Hi all.
I have to fine-tune models for various accents of Spanish, English and French. My plan is to use the checkpoints found here https://gitlab.com/Jaco-Assistant/deepspeech-polyglot#language-models-and-checkpoints and then retrain with the audios I have with specific accents. I have some questions on how to do this properly.
- When training, do I have to use audios with the same sample rate as the ones used to generate the checkpoints? For example, my Spanish audios sample rate are 8khz, but I believe that checkpoints I am using were generated by training with 16khz audios. Hence, I am receiving the following message in the Optimization step:
‘WARNING: sample rate of sample “…/train.wav” ( 8000 ) does not match FLAGS.audio_sample_rate. This can lead to incorrect results.’
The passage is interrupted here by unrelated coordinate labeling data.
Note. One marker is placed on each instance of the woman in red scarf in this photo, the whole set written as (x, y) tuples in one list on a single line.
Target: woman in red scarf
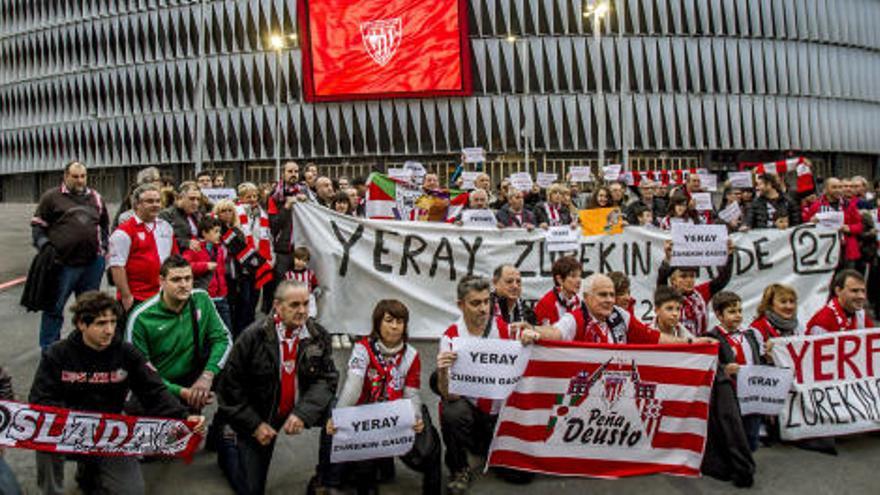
[(385, 367)]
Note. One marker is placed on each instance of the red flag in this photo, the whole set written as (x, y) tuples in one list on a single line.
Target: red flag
[(357, 49), (608, 411)]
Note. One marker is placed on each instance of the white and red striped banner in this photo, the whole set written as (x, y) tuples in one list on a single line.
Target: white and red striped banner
[(53, 429), (608, 411)]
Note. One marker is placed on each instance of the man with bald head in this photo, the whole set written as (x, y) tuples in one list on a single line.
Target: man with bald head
[(72, 220), (852, 228), (599, 320)]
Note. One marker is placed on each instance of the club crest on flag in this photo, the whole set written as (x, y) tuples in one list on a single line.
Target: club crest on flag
[(610, 406), (382, 38)]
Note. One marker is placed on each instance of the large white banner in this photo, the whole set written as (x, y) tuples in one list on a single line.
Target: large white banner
[(360, 262), (836, 388)]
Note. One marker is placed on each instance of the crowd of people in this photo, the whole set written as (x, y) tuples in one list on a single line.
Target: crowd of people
[(188, 327)]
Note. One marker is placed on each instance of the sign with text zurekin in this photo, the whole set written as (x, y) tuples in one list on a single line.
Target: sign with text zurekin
[(486, 368), (699, 245), (372, 431), (836, 389)]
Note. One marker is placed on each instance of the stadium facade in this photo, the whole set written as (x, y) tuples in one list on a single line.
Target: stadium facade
[(121, 84)]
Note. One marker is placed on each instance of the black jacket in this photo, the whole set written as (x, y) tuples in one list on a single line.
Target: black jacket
[(250, 386), (758, 214), (178, 220), (507, 218), (39, 292), (75, 376)]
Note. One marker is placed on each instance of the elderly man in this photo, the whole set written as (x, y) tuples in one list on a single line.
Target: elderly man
[(514, 213), (183, 216), (432, 182), (599, 320), (846, 310), (507, 296), (280, 377), (71, 219), (852, 228), (138, 247)]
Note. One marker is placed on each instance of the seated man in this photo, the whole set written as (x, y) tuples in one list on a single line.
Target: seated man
[(846, 310), (280, 375), (468, 423), (163, 329), (112, 369)]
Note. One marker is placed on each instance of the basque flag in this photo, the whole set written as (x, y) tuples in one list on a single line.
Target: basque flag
[(608, 411), (358, 49)]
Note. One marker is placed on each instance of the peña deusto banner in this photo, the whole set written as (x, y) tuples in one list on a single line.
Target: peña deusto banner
[(360, 262)]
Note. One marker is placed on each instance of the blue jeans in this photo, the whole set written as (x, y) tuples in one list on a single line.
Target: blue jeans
[(8, 483), (71, 279), (222, 307)]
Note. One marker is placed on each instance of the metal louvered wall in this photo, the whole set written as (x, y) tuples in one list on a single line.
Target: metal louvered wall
[(117, 83)]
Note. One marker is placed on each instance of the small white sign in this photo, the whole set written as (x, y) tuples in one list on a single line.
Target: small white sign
[(479, 218), (830, 219), (703, 201), (740, 180), (562, 238), (417, 171), (473, 155), (709, 182), (521, 181), (371, 431), (400, 174), (546, 178), (612, 172), (467, 180), (762, 389), (487, 368), (215, 194), (731, 213), (581, 174), (698, 245)]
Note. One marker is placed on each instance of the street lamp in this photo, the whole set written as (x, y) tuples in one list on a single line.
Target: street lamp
[(598, 10), (279, 42)]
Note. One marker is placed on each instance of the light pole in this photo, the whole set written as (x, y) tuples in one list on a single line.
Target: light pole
[(598, 10), (279, 42)]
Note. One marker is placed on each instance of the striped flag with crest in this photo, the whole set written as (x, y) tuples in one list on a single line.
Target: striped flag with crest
[(608, 411)]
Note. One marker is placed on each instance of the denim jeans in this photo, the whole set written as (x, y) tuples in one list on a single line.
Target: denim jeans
[(8, 483), (71, 279), (223, 311)]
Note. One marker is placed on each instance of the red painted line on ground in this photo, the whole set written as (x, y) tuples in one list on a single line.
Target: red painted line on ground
[(12, 283)]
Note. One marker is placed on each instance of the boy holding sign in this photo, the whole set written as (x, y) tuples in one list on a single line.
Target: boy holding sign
[(385, 367), (468, 423)]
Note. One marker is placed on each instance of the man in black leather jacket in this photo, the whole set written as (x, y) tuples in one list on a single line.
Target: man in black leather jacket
[(279, 376)]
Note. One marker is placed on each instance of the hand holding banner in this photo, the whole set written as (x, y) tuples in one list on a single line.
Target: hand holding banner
[(486, 368), (698, 245), (762, 389), (371, 431)]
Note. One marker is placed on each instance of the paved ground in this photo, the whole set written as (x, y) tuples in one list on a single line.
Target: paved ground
[(780, 469)]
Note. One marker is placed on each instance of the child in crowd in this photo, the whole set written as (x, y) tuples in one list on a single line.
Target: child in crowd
[(209, 266), (738, 347), (667, 312)]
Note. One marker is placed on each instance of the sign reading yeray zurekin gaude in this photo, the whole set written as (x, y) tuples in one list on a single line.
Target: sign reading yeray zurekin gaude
[(836, 388)]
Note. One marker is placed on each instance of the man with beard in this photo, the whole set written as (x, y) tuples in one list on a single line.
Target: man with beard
[(468, 423), (71, 219), (280, 209), (181, 335), (846, 310), (507, 300)]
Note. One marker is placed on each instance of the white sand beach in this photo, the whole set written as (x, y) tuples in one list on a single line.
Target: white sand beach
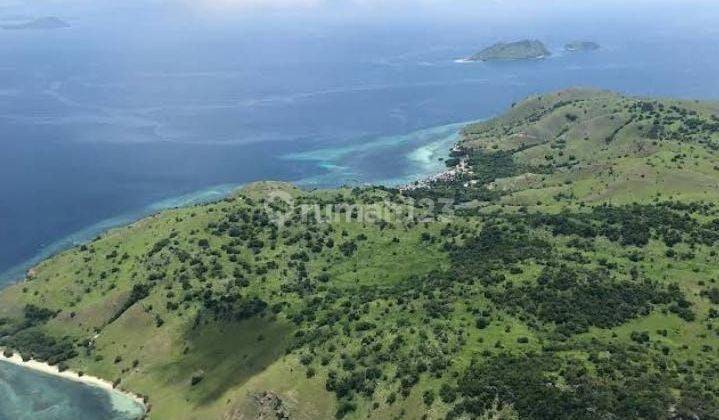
[(74, 376)]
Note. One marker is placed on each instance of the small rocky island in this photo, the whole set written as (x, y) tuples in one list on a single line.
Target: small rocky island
[(521, 50), (579, 46), (49, 22)]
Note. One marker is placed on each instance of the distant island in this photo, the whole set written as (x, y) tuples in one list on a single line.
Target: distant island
[(578, 46), (50, 22), (521, 50)]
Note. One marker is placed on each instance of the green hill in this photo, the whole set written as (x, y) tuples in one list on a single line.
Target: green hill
[(567, 270)]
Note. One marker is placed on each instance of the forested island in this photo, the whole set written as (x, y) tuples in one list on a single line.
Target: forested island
[(521, 50), (567, 269)]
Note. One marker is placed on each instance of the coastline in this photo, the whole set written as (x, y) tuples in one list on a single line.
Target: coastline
[(88, 380)]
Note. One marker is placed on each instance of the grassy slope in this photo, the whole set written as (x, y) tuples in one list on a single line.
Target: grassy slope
[(600, 150)]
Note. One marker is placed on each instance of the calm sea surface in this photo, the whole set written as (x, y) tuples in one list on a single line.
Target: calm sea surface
[(140, 106)]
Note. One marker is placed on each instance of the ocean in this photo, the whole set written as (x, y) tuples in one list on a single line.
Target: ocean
[(140, 105)]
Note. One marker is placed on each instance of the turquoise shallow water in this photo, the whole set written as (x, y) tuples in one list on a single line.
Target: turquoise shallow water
[(386, 160), (101, 125), (30, 395)]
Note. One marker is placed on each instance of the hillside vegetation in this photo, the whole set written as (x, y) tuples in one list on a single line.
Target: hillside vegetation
[(568, 270)]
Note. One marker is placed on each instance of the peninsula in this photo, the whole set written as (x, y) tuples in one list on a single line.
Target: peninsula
[(566, 268)]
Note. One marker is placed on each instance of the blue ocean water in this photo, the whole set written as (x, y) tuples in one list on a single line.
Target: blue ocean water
[(29, 395), (144, 105)]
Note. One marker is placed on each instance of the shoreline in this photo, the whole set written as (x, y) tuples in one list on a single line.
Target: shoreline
[(85, 379)]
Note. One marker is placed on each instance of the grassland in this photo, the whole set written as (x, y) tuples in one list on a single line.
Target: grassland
[(568, 272)]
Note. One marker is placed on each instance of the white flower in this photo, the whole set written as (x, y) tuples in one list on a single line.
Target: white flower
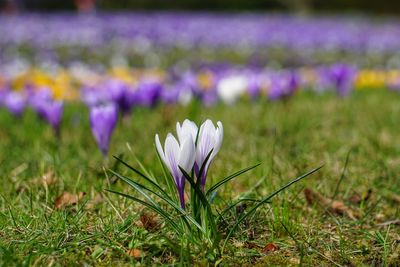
[(176, 155), (208, 137), (231, 88)]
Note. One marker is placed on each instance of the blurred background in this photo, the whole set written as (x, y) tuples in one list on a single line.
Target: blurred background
[(190, 46), (297, 6)]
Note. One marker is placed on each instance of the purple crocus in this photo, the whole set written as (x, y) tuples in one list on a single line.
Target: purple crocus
[(52, 111), (283, 85), (341, 77), (14, 102), (120, 93), (209, 138), (178, 154), (103, 119), (148, 93), (47, 108)]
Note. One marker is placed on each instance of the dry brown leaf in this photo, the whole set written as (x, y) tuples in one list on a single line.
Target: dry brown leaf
[(92, 204), (149, 221), (357, 198), (135, 253), (270, 247), (49, 178), (395, 198), (333, 206), (339, 208), (67, 198), (315, 197), (392, 222)]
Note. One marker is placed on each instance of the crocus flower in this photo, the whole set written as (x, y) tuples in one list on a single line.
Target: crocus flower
[(283, 85), (15, 103), (209, 138), (120, 93), (103, 120), (178, 154), (148, 93), (231, 88), (51, 111), (341, 77)]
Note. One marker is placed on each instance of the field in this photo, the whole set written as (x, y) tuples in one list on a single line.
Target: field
[(346, 214)]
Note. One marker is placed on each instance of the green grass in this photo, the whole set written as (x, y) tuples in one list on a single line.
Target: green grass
[(287, 138)]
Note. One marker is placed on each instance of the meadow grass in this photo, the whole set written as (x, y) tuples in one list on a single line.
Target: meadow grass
[(288, 138)]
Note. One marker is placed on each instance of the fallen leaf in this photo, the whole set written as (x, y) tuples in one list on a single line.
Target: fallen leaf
[(270, 247), (333, 206), (67, 198), (315, 197), (392, 222), (49, 178), (135, 253), (251, 245), (395, 198), (358, 198), (149, 221), (339, 208), (92, 204)]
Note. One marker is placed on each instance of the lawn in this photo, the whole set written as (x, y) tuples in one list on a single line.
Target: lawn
[(343, 215)]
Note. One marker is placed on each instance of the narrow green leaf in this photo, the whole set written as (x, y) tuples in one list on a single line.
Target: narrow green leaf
[(152, 207), (142, 175), (205, 203), (230, 177), (168, 200), (263, 201)]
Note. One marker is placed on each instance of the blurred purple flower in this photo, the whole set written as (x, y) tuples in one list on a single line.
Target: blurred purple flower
[(15, 102), (177, 154), (148, 93), (340, 77), (283, 85), (120, 93), (103, 119)]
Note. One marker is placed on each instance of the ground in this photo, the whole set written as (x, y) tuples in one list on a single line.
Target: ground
[(345, 222)]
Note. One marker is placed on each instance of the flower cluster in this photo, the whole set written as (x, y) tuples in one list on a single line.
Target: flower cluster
[(193, 150)]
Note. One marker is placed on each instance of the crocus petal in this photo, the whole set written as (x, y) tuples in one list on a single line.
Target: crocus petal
[(172, 152), (188, 128), (159, 149), (219, 135), (187, 155)]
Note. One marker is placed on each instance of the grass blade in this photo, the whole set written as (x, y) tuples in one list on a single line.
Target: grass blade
[(265, 200), (230, 177), (152, 207)]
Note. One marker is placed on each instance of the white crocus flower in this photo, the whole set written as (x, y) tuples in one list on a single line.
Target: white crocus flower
[(229, 89), (188, 128), (176, 155), (209, 138)]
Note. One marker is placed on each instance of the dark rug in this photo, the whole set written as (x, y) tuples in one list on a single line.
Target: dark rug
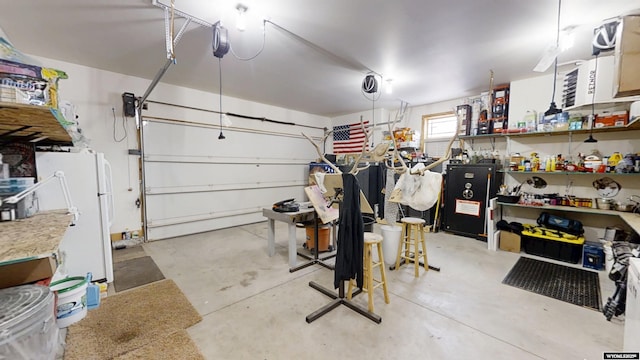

And the transcription on the test files, which are also 8khz, are just an empty strings.
I guess that the way to proceed is to previously transform all my .wav files to 16hz, but I thought that DeepSpeech was already supporting training with different samplerates. Is that incorrect? I know that client.py has that feature enabled, but I am not sure if that is also working for training.
-
When fine tuning, I should use the --load_evaluate last flag right? So that testing uses the new trained checkpoints, and not the ones that I am using as a starting point.
-
How do I know how much data do I need for finetuning? For example, if I use only 1 data point for fine tuning, model performance actually decreases. I guess this makes sense cause the model might be overfitting that single data point.
Thanks a lot
Code I am running:
python3 -u DeepSpeech.py \
--train_files .../train.csv \
--test_files .../test.csv \
--train_batch_size 1 \
--test_batch_size 1 \
--load_cudnn true \
--epochs 3 \
--checkpoint_dir .../DeepSpeech-Ployglot-ES-20201026T155049Z-001/checkpoint/cclmtv \
--learning_rate 0.0001 \
--alphabet_config_path ../deepspeech-polyglot/data/alphabet_es.txt
--load_evaluate last